There was no plan to sell the machines themselves at that time, but they were open to the concept, and in the face of demand the first patented machines were sold to engravers in 1966.

 

This same spirit was responsible for Philipp's successful development of his new idea, silicone pad printing, in the 1960s. The goal was to be able to print on any surface, no matter what shape. After more than two years of development, he knew it would work. By using silicone pads, it was possible to print on surfaces of any shape – all that remained was to address speed, colors and precision. Five years of determined work later, it was ready for operation.

Philipp presented this first silicone pad printing machine on KraussMaffei's exhibition stand in 1971. The feedback was overwhelming: Philipp returned from Düsseldorf with 30 orders.

The rest is history: the process proved to be a quantum leap for the plastics industry.
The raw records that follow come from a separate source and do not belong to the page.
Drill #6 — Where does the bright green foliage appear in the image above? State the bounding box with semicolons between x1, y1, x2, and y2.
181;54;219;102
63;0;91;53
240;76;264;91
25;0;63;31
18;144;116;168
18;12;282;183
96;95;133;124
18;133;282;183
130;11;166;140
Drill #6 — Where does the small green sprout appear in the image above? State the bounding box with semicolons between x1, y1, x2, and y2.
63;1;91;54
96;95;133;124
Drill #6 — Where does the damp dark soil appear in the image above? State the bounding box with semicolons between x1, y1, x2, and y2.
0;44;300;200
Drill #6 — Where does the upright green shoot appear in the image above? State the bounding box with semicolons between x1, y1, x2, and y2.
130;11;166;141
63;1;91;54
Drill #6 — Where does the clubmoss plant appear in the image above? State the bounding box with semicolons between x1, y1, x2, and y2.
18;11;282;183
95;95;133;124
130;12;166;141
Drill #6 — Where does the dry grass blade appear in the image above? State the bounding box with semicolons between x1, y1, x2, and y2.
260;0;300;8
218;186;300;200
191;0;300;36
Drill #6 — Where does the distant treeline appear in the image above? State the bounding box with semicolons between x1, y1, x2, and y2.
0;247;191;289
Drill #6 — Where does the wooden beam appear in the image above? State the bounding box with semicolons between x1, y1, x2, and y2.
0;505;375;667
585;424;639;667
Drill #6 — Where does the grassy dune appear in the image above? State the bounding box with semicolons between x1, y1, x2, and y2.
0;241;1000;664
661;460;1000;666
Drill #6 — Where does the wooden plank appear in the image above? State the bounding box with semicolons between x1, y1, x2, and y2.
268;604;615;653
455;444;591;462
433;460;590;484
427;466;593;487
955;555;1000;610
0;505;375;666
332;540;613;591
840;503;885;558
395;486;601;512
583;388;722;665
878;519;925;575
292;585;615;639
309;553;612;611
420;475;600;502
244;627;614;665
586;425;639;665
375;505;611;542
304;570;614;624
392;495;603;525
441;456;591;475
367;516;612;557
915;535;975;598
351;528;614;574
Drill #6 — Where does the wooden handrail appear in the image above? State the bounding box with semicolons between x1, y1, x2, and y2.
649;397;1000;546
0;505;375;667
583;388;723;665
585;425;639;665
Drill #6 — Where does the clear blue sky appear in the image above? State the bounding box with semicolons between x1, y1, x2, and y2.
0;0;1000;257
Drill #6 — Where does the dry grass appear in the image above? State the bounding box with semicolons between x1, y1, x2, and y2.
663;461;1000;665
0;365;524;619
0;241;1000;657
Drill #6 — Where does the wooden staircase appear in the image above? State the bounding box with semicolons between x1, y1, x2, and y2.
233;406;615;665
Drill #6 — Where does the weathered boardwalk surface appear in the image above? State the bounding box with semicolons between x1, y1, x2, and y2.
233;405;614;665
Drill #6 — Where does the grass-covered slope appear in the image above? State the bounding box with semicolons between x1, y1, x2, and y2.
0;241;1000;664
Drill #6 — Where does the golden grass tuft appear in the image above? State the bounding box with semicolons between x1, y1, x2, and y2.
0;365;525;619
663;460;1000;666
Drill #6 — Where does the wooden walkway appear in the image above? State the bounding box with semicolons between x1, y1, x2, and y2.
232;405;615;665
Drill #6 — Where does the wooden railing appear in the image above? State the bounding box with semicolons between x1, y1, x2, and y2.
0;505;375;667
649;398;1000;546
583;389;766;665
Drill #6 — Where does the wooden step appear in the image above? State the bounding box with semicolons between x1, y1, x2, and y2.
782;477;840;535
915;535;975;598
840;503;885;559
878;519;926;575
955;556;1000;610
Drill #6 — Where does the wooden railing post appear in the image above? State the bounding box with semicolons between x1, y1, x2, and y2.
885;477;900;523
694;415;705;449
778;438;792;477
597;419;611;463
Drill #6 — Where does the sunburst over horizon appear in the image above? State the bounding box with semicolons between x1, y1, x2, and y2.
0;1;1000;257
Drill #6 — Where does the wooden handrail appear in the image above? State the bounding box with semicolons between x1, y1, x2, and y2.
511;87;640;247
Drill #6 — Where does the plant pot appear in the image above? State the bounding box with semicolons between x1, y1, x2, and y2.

The “Wilfried Philipp Industriegravuranstalt” became “TAMPOPRINT AG” in Korntal-Münchingen near Stuttgart, with subsidiaries around the world and its own machine construction division, “ALFA TOOLS”, in the Swabian Jura hills.

 

But Philipp's innovation skills didn't go to waste: the use of lasers, printing using functional media (e.g. nicotine onto nicotine patches), the development of the bottle top division, the construction of the new company head office in 1990 and founding the public limited company provided plenty of scope for exercise.

The handshake when I take my leave is no weaker than when I arrived – not an intimidating handshake, but an encouraging one. I straighten my shoulders again. That's the last time I'll wonder why everyone in this company gives it their all.